Confrontiamo le parole di Bertinotti con quelle di Lidia Cirillo, femminista storica, responsabile dei
"Quaderni Viola", intervistata da
Elisabetta Borioni sull'ultimo numero de L'Ernesto (4/2005):
«La Chiesa agita lo spauracchio del mercato per rendere la sua critica più accettabile, ma non è il mercato che la
Chiesa non vuole. Non vuole l'aborto,
il divorzio, la contraccezione, l'omosessualità, la laicità. (...) Nella riproposizione della problematica
dell'aborto c'è anche l'inquietudine
maschile di fronte all'autodeterminazione della donna: tu puoi disporre, puoi decidere che cosa
fare dell'embrione, del feto che è il
prodotto anche del mio seme. La Chiesa rappresenta gli interessi specifici di una potente
burocrazia, ma è anche in sintonia con
consapevoli o inconsce inquietudini maschili, perché assolve un ruolo di conservazione di ciò che vi è di
più arcaico nei rapporti umani».
In questo senso, certamente, la "sfera dell'uomo sfiora la sfera di Dio": l'uomo inteso come maschio, come
autorità e come conservazione di un
ordine arcaico - non certo l'uomo inteso come ragione, come critica e come cambiamento.

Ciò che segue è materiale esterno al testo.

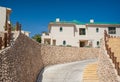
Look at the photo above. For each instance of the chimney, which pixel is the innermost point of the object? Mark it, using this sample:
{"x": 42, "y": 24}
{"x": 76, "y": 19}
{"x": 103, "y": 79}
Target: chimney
{"x": 57, "y": 19}
{"x": 91, "y": 20}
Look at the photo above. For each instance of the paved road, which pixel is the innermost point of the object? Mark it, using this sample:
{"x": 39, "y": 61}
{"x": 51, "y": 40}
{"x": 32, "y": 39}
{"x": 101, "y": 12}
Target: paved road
{"x": 69, "y": 72}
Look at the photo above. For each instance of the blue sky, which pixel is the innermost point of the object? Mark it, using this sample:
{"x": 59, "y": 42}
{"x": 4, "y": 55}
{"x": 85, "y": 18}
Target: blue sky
{"x": 35, "y": 15}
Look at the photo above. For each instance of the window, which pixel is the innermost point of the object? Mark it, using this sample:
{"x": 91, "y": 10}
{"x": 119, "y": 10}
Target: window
{"x": 61, "y": 29}
{"x": 112, "y": 30}
{"x": 64, "y": 42}
{"x": 98, "y": 43}
{"x": 82, "y": 31}
{"x": 97, "y": 29}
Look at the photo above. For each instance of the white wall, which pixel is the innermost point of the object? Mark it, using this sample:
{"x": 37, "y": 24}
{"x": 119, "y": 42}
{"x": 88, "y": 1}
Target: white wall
{"x": 68, "y": 35}
{"x": 2, "y": 18}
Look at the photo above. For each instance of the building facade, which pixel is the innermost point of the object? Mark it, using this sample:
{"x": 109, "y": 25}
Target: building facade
{"x": 78, "y": 34}
{"x": 4, "y": 18}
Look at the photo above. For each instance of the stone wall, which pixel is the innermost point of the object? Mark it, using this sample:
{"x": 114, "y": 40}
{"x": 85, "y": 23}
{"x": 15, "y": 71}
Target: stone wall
{"x": 54, "y": 54}
{"x": 23, "y": 61}
{"x": 106, "y": 69}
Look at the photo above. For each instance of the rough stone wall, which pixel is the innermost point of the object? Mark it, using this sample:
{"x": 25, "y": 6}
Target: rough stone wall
{"x": 1, "y": 34}
{"x": 21, "y": 62}
{"x": 54, "y": 54}
{"x": 106, "y": 69}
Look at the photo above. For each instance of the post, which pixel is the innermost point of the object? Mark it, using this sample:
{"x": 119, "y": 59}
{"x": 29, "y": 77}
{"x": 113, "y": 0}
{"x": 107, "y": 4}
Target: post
{"x": 0, "y": 43}
{"x": 109, "y": 52}
{"x": 5, "y": 40}
{"x": 9, "y": 34}
{"x": 20, "y": 27}
{"x": 112, "y": 56}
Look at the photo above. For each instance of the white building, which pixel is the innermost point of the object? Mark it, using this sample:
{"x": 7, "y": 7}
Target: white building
{"x": 4, "y": 17}
{"x": 5, "y": 20}
{"x": 78, "y": 34}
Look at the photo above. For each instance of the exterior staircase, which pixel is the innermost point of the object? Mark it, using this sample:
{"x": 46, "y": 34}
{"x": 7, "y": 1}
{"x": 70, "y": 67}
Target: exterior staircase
{"x": 90, "y": 73}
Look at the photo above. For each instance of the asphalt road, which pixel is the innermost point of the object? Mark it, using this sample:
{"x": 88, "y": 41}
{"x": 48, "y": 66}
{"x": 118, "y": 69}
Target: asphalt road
{"x": 69, "y": 72}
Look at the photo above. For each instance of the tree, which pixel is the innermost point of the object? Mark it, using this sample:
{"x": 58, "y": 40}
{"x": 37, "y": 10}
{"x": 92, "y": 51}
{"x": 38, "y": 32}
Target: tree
{"x": 37, "y": 37}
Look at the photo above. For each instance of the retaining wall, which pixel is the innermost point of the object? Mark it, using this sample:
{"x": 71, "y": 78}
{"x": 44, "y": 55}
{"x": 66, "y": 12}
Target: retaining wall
{"x": 23, "y": 61}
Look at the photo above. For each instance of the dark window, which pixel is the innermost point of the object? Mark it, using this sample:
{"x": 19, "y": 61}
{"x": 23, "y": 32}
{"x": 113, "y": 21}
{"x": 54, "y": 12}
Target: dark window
{"x": 98, "y": 42}
{"x": 64, "y": 42}
{"x": 97, "y": 29}
{"x": 82, "y": 31}
{"x": 112, "y": 30}
{"x": 61, "y": 29}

E, sulla
"conversione" di tanti esponenti politici a santa madre chiesa - come Giuliano Amato e Giuliano Ferrara che
oggi sposano le posizioni clericali -
Lidia Cirillo giustamente afferma:
«Già l'ascesa del movimento operaio agli inizi del Novecento aveva prodotto in Italia come reazione un accordo
tra liberali e cattolici. I liberali
rinunciavano al loro anticlericalismo, alla laicità, alla libertà in cambio del sostegno elettorale
della Chiesa cattolica. I precedenti
sono anche più lontani, nell'alleanza tra borghesia liberale, Chiesa e resti delle classi di origine feudale. È il movimenti operaio nei suoi momenti migliori
a raccogliere gli ideali del liberalismo
(laicità, diritti individuali, libertà sessuale...). Insomma il liberismo non può mai essere liberale».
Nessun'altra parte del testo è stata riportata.